Le 15 mars dernier, le milliardaire américain Elon Musk mettait en vente un morceau de musique dont la valeur dépasse actuellement le million de dollars. Sa particularité : il s’agit d’un extrait musical rendant hommage aux NFT… et qui est lui-même vendu sous la forme d’un NFT. Mais qu’est-ce qu’un NFT ? Comment ça fonctionne, et pourquoi tout le monde en parle en ce moment ? On vous dit tout sur ces trois petites lettres qui défraient la chronique depuis quelques semaines.

Un NFT, c’est quoi ?

Un NFT correspond à un certificat de propriété. Dit autrement, il s’agit d’un document attribuant la propriété d’un bien ou d’une œuvre à une personne. Sauf que l’on parle ici d’échanges « virtuels », c’est-à-dire qui se déroulent dans les univers numériques.

Les trois lettres de NFT correspondent à l’expression « jeton non fongible », ou « non-fungible token » en anglais. En français, le mot fongible renvoie aux choses « qui se consomment par l’usage et qui peuvent être remplacées par des choses de même nature, de même qualité et de même quantité, par exemple des denrées ou de l’argent comptant », d’après le dictionnaire Larousse. On imagine mal qu’une personne puisse exiger de son banquier qu’il lui restitue « les mêmes billets et les mêmes pièces de monnaie que ceux qu’il a versés lors de la constitution du dépôt correspondant », exemplifie le juriste Serge Braudo sur son blog.

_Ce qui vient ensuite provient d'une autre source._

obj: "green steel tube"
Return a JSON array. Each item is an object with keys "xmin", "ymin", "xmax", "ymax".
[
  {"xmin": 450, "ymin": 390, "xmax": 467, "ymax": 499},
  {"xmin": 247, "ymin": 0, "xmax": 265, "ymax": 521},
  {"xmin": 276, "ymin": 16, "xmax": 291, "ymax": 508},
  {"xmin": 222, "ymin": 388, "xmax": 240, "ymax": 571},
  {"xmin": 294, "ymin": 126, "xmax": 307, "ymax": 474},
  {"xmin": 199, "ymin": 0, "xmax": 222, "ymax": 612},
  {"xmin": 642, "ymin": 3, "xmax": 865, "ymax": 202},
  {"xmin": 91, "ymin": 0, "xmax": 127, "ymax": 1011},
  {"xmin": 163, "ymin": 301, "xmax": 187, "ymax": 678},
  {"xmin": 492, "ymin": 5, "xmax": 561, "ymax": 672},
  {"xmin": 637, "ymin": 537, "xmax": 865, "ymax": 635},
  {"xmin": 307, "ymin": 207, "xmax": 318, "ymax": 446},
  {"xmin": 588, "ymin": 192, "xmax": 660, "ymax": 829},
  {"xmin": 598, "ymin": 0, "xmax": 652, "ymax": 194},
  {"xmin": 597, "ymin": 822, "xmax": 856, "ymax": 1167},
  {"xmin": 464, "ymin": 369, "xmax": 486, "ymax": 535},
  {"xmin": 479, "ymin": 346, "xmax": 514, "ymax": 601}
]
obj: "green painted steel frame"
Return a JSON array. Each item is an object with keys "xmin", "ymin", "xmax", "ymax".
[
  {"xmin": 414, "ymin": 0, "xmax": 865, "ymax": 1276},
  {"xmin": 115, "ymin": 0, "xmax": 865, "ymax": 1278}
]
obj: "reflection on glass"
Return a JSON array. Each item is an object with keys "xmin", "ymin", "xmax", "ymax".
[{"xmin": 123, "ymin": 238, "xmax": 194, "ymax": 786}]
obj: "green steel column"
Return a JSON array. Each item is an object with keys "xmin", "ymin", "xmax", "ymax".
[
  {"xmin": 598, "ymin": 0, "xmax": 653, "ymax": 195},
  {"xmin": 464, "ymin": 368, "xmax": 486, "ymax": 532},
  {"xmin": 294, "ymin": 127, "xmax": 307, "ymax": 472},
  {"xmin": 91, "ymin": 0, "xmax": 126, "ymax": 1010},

À l’inverse, quelque chose de non fongible représente un actif unique, qui peut être physique ou numérique. Un NFT peut par exemple attester la propriété d’un dessin, d’une musique, d’un extrait vidéo ou même d’un tweet, comme nous le verrons un peu plus bas. Ce document est ensuite répertorié grâce à la technologie blockchain, considérée comme particulièrement sécurisée et directe. L’objet en question, qui prend le plus souvent la forme d’un fichier informatique, est échangé (revendu ou acquis) grâce à ce certificat. Et il répond à des lois mercantiles on ne peut plus basiques : plus ce certificat est rare, plus sa valeur économique sera généralement élevée. Son prix d’acquisition peut ainsi évoluer dans le temps. 

Comment ça fonctionne ?

Là où les NFT se distinguent des bitcoins, c’est qu’ils n’obéissent pas tout à fait aux mêmes règles. Car le bitcoin est une monnaie… certes virtuelle, mais une monnaie quand même : si le cours du bitcoin lui-même varie dans le temps, chaque bitcoin a la même valeur au même moment. C’est l’inverse pour les NFT, qui ne valent pas tous la même chose à un instant T, tout simplement parce qu’ils ne correspondent pas aux mêmes objets.

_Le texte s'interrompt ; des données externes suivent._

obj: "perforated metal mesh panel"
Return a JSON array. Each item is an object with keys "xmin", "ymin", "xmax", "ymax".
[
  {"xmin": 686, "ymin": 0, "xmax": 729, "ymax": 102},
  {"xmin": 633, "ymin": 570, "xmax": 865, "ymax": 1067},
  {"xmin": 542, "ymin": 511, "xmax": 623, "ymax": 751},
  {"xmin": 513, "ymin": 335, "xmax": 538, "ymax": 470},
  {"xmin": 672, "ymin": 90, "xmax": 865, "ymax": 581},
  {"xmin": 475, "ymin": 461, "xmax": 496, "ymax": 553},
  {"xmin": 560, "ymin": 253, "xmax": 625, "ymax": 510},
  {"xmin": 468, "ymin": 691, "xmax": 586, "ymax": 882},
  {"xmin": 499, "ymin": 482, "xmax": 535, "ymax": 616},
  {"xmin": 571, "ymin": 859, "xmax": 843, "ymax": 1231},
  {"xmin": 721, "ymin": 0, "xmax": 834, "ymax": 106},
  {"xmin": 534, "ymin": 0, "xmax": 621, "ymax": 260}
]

N’importe qui peut créer un NFT. Pour ce faire, il suffit de se rendre sur l’une des plateformes qui proposent ce genre de services, comme OpenSea, Rarible, Mintable ou Makersplace. Un guide vous expliquera alors comment télécharger votre fichier et le transformer en un NFT. « Pour réaliser l’opération, il faut verser des frais, souvent inférieurs à 30 dollars le fichier. Cette commission est à payer en crypto-monnaie, le plus souvent l’Ethereum, l’une des plus utilisées avec le bitcoin, précise Les Échos. Le créateur du NFT peut ensuite le vendre sur ces mêmes plateformes. » Et activer, s’il le souhaite, une fonctionnalité lui permettant de toucher un pourcentage à chaque fois que son NFT change de propriétaire.

Pourquoi tout le monde en parle ?

Parce que les prix grimpent autour de ce qui n’était, au départ, qu’un marché de niche. Le créateur de Twitter, Jack Dorsey, s’est vu proposer 2,5 millions de dollars pour le NFT de son tout premier tweet il y a quelques semaines. Mais il n’est pas seul. D’autres internautes ont déversé près de 390 000 dollars pour une vidéo de 50 secondes de la star américaine Grimes, 3 600 dollars pour un logo fantôme créé par la marque Gucci ou encore 290 000 dollars pour la « carte unique » de Cristiano Ronaldo dans le jeu vidéo de football Sorare.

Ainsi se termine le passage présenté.